Musique : Gustavo Santaolalla

   
   
1963, dans une petite bourgade du Wyoming, nommée Signal. Deux jeunes hommes, Jack Twist (Jake Gyllenhaal) et Ennis Del Mar (Heath Ledger) sont engagés pour l'été par un éleveur de moutons, Joe Aguirre (Randy Quaid). Ils ont pour mission d'emmener le troupeau dans les montagnes et de veiller sur lui. Les conditions de vie plus que précaires et l'isolement sont difficiles à supporter. Les jeunes gens entament une relation intime, mais, à la fin de leur engagement, repartent chacun de leur côté. Ennis épouse Alma (Michelle Williams). Deux filles naissent. Au bout de quatre ans, Jack réapparaît et les deux hommes replongent dans les délices de leur passion secrète... 
 
   Encensée presque unanimement par la critique, cette œuvre ne manque pas de belles qualités. Des décors grandioses, somptueusement filmés, prennent souvent l'aspect de tableaux de maîtres, et constituent, dans un premier tiers, un personnage majeur à part entière. Deux acteurs que l'on sent, en permanence, profondément impliqués dans leur incarnation. Une approche intimiste des pulsions humaines, loin des démonstrations spectaculaires et des environnements citadins bruyants, qui bien souvent polluent les scénarios et débordent en geysers artificiels.
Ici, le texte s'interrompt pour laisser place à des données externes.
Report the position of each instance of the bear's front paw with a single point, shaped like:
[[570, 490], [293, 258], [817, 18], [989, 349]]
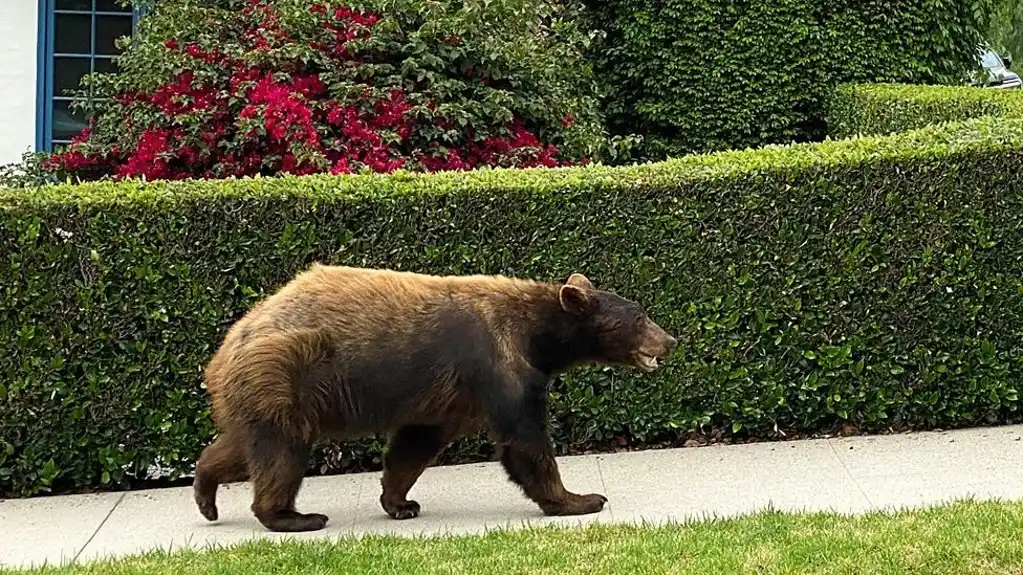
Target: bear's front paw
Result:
[[577, 504], [402, 510]]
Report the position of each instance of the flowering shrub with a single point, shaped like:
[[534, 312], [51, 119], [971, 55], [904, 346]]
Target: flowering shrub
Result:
[[224, 88]]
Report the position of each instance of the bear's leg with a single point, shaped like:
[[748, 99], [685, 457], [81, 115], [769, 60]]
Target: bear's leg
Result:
[[276, 466], [533, 468], [518, 411], [410, 451], [222, 461]]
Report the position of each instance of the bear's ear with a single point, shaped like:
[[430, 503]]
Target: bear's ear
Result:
[[575, 300], [579, 280]]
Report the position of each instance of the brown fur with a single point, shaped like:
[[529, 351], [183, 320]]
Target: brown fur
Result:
[[345, 352]]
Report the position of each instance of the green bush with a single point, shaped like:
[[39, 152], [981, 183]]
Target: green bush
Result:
[[873, 280], [709, 75], [886, 108]]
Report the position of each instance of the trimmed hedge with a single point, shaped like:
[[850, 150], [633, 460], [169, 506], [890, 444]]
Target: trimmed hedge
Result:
[[875, 280], [886, 108], [710, 75]]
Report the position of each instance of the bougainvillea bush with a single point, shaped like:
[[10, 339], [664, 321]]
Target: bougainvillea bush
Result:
[[221, 88]]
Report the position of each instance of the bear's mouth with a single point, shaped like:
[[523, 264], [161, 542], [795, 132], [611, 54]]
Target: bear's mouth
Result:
[[646, 362]]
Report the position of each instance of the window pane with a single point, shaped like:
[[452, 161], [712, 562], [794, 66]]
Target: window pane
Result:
[[112, 6], [72, 34], [105, 65], [107, 30], [67, 123], [68, 73], [85, 5]]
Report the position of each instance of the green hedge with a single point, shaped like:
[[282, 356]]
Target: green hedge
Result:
[[886, 108], [875, 280], [709, 75]]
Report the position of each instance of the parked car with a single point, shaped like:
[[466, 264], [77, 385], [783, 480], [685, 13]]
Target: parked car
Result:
[[998, 74]]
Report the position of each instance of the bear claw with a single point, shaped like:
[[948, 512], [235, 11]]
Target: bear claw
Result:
[[407, 510]]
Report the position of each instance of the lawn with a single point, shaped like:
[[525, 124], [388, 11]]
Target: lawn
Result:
[[957, 538]]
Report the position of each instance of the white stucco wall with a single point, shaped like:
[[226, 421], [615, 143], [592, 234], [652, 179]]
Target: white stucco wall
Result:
[[17, 78]]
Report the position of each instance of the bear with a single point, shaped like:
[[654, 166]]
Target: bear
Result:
[[345, 352]]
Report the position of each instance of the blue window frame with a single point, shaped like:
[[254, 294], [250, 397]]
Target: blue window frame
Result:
[[76, 37]]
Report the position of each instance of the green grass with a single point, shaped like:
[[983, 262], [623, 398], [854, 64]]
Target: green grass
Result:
[[957, 538]]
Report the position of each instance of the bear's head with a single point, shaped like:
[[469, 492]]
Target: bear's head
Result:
[[617, 329]]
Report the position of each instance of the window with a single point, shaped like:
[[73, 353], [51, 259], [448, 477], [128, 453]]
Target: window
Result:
[[76, 37]]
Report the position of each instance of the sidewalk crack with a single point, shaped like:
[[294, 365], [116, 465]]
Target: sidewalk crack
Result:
[[100, 526], [849, 473], [604, 485]]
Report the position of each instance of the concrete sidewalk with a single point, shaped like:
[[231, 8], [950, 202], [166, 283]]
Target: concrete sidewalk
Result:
[[847, 475]]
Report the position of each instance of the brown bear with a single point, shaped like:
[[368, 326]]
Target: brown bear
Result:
[[345, 352]]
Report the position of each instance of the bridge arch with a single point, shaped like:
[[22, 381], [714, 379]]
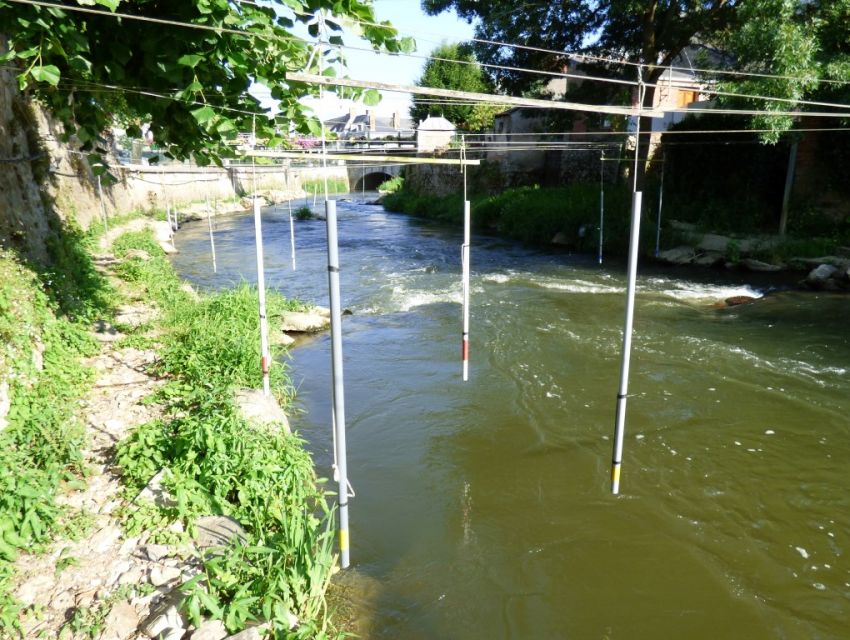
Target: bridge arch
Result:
[[370, 180]]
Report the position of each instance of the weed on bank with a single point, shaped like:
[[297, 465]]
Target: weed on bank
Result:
[[218, 464], [42, 382]]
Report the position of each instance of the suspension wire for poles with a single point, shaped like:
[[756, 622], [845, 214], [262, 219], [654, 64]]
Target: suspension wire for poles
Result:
[[338, 405], [265, 355], [634, 237]]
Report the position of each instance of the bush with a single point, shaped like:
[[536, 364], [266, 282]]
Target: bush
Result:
[[218, 464], [40, 446]]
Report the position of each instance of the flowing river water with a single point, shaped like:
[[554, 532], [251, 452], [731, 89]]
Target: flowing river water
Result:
[[482, 509]]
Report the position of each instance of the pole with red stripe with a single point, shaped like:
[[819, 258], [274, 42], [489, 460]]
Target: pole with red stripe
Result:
[[464, 257]]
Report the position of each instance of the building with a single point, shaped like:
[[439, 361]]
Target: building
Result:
[[434, 132], [369, 126]]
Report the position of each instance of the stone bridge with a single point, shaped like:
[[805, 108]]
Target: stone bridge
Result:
[[370, 177]]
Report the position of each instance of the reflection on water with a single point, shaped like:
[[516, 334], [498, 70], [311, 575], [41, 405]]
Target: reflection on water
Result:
[[482, 509]]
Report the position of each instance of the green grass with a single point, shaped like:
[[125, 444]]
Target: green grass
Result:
[[218, 464], [40, 447], [392, 185]]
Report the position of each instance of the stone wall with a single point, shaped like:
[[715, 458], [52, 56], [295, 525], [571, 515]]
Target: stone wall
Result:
[[24, 215], [46, 183]]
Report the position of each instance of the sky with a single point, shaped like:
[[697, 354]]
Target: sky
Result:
[[428, 31]]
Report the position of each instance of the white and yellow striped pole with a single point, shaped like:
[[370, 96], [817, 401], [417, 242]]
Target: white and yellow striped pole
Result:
[[265, 355], [338, 384], [634, 239], [622, 393], [464, 257], [212, 238], [464, 263], [601, 202]]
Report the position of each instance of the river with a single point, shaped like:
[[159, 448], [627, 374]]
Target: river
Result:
[[483, 510]]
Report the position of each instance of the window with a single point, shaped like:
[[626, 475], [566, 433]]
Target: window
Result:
[[685, 97]]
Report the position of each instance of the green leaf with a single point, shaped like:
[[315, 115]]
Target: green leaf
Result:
[[407, 45], [315, 127], [203, 115], [189, 60], [47, 73], [210, 603], [371, 97], [112, 5]]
Une mélancolie sous-jacente qui, mêlée à une tendresse respectueuse pour les personnages, installe une atmosphère authentique et touchante. Une narration qui sait prendre le temps de respirer, qui laisse au regard du spectateur le loisir de goûter la splendeur des espaces, de prendre conscience des gestes banaux quotidiens, des silences, de tous ces menus actes qui peuplent les interminables heures d'isolement. 
 
    Malgré cela, l'enthousiasme attendu, espéré, n'est pas au rendez-vous ! Le sujet n'en est probablement pas la cause. L'amour absolu, est indépendant d'une quelconque notion de sexe, qui, par principe, n'est que temporaire. Sans doute la lenteur et l'absence de noeuds dramatiques majeurs (les rares qui existent sont quasiment escamotés, comme, par exemple, le divorce de Ennis), ne sont-elles pas, non plus, responsables. Un film comme "Mort à Venise", est encore moins pavé d'événements que celui-ci, ce qui ne nuit en rien au magnétisme dégagé par le drame. Peut-être est-ce alors dans une distanciation certaine vis à vis des deux amoureux, qu'il faut chercher la cause de l'indifférence ressentie souvent. Certes "indifférence" est un bien grand mot. Trop général, trop radical. Il faut le circonscrire au domaine de l'émotion. Sur le plan purement mental, la tragédie qui ronge ces deux coeurs de manière assez différente (Jack est plus extraverti, plus exalté, davantage en harmonie avec sa pulsion irrésistible ; Ennis est un refoulé, intensément replié sur lui-même), existe de façon tout à fait ostensible et convaincante. Sur le plan intérieur, il est difficile, exception faite de quelques trop fugitifs moments où l'émotion affleure, de se sentir profondément concerné par le vécu de ces deux âmes déchirées. C'est vraiment regrettable car, esthétiquement et humainement, l'œuvre est magnifique.